A minibatch end to end

Source IDs, decoder input (target shifted right with <bos>), valid length, label (target shifted left):

data = MTFraEng(batch_size=3)
src, tgt, src_valid_len, label = next(iter(data.train_dataloader()))
print('source:', d2l.astype(src, d2l.int32))
print('decoder input:', d2l.astype(tgt, d2l.int32))
print('source len excluding pad:', d2l.astype(src_valid_len, d2l.int32))
print('label:', d2l.astype(label, d2l.int32))

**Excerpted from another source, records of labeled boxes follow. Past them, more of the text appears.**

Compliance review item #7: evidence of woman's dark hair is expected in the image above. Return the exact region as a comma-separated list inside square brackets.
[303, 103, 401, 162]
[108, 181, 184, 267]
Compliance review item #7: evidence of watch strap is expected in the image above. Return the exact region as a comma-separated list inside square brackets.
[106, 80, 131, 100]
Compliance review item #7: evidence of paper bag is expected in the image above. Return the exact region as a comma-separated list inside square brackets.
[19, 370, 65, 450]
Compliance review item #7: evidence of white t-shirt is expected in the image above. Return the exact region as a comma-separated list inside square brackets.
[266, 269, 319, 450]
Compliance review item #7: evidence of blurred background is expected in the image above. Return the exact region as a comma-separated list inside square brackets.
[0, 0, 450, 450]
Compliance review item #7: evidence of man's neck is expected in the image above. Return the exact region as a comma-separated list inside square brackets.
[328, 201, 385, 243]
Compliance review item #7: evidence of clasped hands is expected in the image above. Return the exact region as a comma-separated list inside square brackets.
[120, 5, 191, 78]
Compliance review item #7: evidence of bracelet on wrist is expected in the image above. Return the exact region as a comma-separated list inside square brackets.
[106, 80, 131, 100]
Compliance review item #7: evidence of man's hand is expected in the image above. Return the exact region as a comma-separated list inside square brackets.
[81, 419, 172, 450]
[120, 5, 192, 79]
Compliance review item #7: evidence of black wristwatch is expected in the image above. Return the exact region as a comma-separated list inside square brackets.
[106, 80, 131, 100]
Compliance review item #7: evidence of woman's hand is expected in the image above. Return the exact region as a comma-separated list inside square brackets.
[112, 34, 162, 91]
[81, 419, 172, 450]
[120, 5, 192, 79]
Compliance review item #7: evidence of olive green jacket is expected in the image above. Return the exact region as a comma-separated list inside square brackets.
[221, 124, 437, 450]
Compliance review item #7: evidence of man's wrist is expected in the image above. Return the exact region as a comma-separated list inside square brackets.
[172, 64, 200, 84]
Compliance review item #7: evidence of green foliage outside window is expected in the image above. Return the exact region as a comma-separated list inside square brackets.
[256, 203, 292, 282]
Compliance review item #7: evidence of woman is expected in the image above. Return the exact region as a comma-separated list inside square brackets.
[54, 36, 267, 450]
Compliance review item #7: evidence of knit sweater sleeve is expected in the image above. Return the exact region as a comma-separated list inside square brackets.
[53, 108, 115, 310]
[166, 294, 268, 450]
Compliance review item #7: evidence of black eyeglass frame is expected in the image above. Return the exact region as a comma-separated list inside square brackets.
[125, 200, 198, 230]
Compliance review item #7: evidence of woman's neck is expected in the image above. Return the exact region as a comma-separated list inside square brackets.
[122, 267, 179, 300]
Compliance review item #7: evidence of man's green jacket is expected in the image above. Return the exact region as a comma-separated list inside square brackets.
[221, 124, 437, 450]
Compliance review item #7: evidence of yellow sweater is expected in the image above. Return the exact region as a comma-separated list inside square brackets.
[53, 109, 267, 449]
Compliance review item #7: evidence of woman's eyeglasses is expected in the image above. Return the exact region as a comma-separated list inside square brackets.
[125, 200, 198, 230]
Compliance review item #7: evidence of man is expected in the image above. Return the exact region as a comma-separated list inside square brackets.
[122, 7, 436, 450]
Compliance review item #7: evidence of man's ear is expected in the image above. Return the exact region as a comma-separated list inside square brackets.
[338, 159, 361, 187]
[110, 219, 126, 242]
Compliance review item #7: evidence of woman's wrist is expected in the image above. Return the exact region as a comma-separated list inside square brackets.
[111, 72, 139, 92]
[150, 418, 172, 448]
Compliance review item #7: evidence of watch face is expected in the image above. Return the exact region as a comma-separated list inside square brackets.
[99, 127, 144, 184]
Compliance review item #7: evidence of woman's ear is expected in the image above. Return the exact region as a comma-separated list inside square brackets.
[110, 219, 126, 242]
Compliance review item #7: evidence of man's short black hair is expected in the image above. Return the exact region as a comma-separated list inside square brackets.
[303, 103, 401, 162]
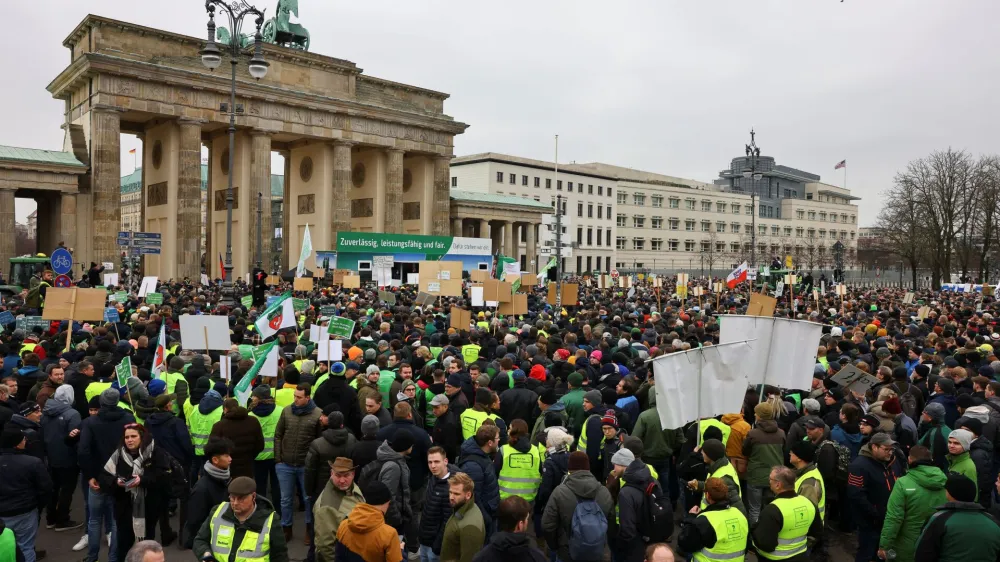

Convert IDs back to tokens for inspection:

@d2l.add_to_class(MTFraEng)
def build(self, src_sentences, tgt_sentences):
    raw_text = '\n'.join([src + '\t' + tgt for src, tgt in zip(
        src_sentences, tgt_sentences)])
    arrays, _, _ = self._build_arrays(
        raw_text, self.src_vocab, self.tgt_vocab)
    return arrays
src, tgt, _,  _ = data.build(['hi .'], ['salut .'])
print('source:', data.src_vocab.to_tokens(d2l.astype(src[0], d2l.int32)))
print('target:', data.tgt_vocab.to_tokens(d2l.astype(tgt[0], d2l.int32)))

Recap

  • Translation = pairs of unaligned sequences (different lengths, possibly different word orders).
  • Word-level tokenization → much larger vocab than character; treat rare tokens as <unk> to keep it manageable.
  • Pad/truncate to fixed num_steps for batching; record valid_len to mask later.
  • Decoder input is target with <bos> prefix; label is target shifted left by one — that’s teacher forcing setup.